Kagel, yang saat ini dirawat di fasilitas lansia di Las Vegas, terlibat dalam skema penipuan yang dimulai sejak Desember 2017 hingga pertengahan 2022. Bersama dua rekannya, Kagel berhasil meyakinkan para korban untuk berinvestasi dalam skema perdagangan bot kripto palsu yang menjanjikan keuntungan tinggi tanpa risiko.
Para korban diperdaya dengan promosi yang menyebutkan bahwa mereka akan mendapatkan pengembalian modal dan keuntungan hingga 100 persen dalam waktu singkat. Salah satu cara Kagel memperdaya para korban adalah dengan menggunakan surat resmi dari firma hukumnya, menciptakan kesan bahwa investasi tersebut sah.
Hasilnya, Kagel dan rekannya berhasil mengumpulkan lebih dari Rp 234 miliar dari para investor. Jaksa menyebutkan bahwa surat-surat resmi yang dibuat oleh Kagel menjadi alat kunci dalam meyakinkan para korban bahwa investasi ini sah.
Manipulasi Pasar dan Penipuan Kripto: Tiga Perusahaan Terlibat
Tak hanya itu, di Amerika Serikat, kasus manipulasi pasar kripto juga menyeret beberapa perusahaan besar. Jaksa penuntut federal di Boston telah mendakwa tiga perusahaan kripto dan 15 orang terkait atas tuduhan manipulasi pasar dan perdagangan palsu.
Perusahaan-perusahaan tersebut, yakni Gotbit, ZM Quant, dan CLS Global, dituduh melakukan praktik “pump and dump,” di mana volume perdagangan token kripto sengaja ditingkatkan secara palsu untuk menaikkan nilainya sebelum dijual dengan harga tinggi. Pada puncaknya, perusahaan terbesar di antara mereka, Saitama, pernah mencapai nilai pasar sebesar USD 7,5 miliar.
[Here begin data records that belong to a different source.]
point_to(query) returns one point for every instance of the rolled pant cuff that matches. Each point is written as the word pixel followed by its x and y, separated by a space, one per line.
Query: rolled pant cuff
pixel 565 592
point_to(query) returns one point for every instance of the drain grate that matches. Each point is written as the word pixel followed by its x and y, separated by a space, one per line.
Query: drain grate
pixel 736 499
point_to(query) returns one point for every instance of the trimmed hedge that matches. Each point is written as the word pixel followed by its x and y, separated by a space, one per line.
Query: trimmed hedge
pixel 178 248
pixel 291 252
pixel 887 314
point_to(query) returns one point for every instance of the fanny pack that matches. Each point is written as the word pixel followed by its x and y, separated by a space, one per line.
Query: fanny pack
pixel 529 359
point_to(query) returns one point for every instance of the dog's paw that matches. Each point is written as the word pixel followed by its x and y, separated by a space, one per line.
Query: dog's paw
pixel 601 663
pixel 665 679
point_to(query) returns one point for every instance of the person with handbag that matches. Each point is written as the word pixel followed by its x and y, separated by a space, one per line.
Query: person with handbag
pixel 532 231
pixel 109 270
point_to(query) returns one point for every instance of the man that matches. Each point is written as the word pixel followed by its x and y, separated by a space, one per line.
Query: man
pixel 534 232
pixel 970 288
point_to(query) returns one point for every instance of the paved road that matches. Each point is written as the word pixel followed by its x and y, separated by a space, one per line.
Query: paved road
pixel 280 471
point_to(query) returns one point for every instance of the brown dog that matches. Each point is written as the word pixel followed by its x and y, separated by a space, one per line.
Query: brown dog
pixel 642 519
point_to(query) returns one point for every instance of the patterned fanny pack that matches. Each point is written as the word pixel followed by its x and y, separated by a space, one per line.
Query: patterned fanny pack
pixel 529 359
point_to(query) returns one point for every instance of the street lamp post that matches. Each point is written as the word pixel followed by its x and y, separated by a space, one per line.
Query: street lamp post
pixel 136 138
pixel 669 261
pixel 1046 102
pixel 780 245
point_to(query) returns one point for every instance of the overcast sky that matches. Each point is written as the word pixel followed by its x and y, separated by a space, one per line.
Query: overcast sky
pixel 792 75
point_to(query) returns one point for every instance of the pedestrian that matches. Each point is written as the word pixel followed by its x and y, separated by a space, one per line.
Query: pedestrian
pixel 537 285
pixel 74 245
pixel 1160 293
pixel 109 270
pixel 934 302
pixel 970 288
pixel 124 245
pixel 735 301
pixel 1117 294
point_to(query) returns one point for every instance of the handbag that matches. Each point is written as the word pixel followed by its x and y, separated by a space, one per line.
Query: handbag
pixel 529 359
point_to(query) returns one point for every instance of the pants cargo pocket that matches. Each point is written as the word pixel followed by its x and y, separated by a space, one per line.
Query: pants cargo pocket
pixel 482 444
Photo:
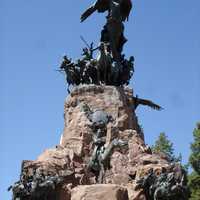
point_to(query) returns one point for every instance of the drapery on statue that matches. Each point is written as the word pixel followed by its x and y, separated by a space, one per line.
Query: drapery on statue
pixel 113 31
pixel 109 67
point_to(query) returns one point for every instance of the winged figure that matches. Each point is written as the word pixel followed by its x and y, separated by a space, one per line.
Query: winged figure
pixel 137 101
pixel 104 5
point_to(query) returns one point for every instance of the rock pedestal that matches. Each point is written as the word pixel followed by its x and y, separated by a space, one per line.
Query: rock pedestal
pixel 68 160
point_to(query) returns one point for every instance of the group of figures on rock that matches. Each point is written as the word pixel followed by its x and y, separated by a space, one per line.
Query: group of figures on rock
pixel 165 186
pixel 38 185
pixel 110 67
pixel 101 154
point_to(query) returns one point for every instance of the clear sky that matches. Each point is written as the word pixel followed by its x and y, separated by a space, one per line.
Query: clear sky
pixel 164 37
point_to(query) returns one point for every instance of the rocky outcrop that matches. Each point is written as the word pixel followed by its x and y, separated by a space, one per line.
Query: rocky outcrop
pixel 100 192
pixel 62 172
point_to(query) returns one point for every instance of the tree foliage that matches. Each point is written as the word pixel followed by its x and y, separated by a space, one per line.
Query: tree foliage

Kasus ini juga menyebabkan penangkapan sejumlah orang di luar negeri, termasuk Manpreet Kohli, pimpinan eksekutif Saitama, yang ditangkap di Inggris. Selain itu, beberapa eksekutif lain juga didakwa, termasuk Aleksei Andiunin dari Rusia, yang diduga menggunakan metode “wash trading” untuk memanipulasi pasar token kripto.
Wash trading merupakan tindakan di mana aset keuangan dibeli dan dijual secara bersamaan untuk menciptakan ilusi perdagangan aktif dan menyesatkan investor. Keuntungan besar dari aktivitas ini jelas merugikan para investor yang terlibat.
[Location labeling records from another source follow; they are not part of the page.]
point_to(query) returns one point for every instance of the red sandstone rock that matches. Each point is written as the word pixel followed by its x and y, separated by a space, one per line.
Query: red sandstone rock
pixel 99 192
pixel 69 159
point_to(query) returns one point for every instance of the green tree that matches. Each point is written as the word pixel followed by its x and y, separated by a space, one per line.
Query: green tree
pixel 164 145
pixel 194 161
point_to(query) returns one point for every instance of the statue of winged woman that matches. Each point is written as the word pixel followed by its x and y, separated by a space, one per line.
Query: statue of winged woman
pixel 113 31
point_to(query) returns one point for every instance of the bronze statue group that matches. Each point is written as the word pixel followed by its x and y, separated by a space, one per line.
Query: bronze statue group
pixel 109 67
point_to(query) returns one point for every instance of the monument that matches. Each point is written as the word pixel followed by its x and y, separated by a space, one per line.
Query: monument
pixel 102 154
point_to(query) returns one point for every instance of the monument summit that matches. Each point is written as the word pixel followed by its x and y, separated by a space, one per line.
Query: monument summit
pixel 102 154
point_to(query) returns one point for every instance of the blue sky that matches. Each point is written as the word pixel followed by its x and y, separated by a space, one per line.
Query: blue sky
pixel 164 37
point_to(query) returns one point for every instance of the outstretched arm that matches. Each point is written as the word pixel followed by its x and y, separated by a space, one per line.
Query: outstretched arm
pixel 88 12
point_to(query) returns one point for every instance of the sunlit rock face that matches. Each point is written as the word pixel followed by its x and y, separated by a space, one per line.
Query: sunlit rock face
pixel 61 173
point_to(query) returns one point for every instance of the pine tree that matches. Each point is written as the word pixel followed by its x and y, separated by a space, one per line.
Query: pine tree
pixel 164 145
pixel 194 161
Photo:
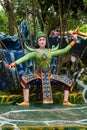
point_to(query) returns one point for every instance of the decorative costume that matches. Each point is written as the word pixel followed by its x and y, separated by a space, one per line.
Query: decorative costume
pixel 43 59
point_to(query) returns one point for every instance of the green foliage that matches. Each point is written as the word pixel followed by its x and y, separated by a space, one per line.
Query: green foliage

Penegak hukum di berbagai negara kini mulai semakin waspada terhadap manipulasi pasar dan penipuan di dunia kripto. Kasus-kasus ini menunjukkan bahwa di balik peluang keuntungan besar, terdapat risiko tinggi jika tidak berhati-hati dalam memilih investasi.
Disclaimer: Semua keputusan investasi berada di tangan pembaca. WagonNews tidak bertanggung jawab atas keuntungan atau kerugian yang mungkin timbul dari keputusan investasi yang diambil. Pelajari dan analisis terlebih dahulu sebelum membeli atau menjual aset kripto.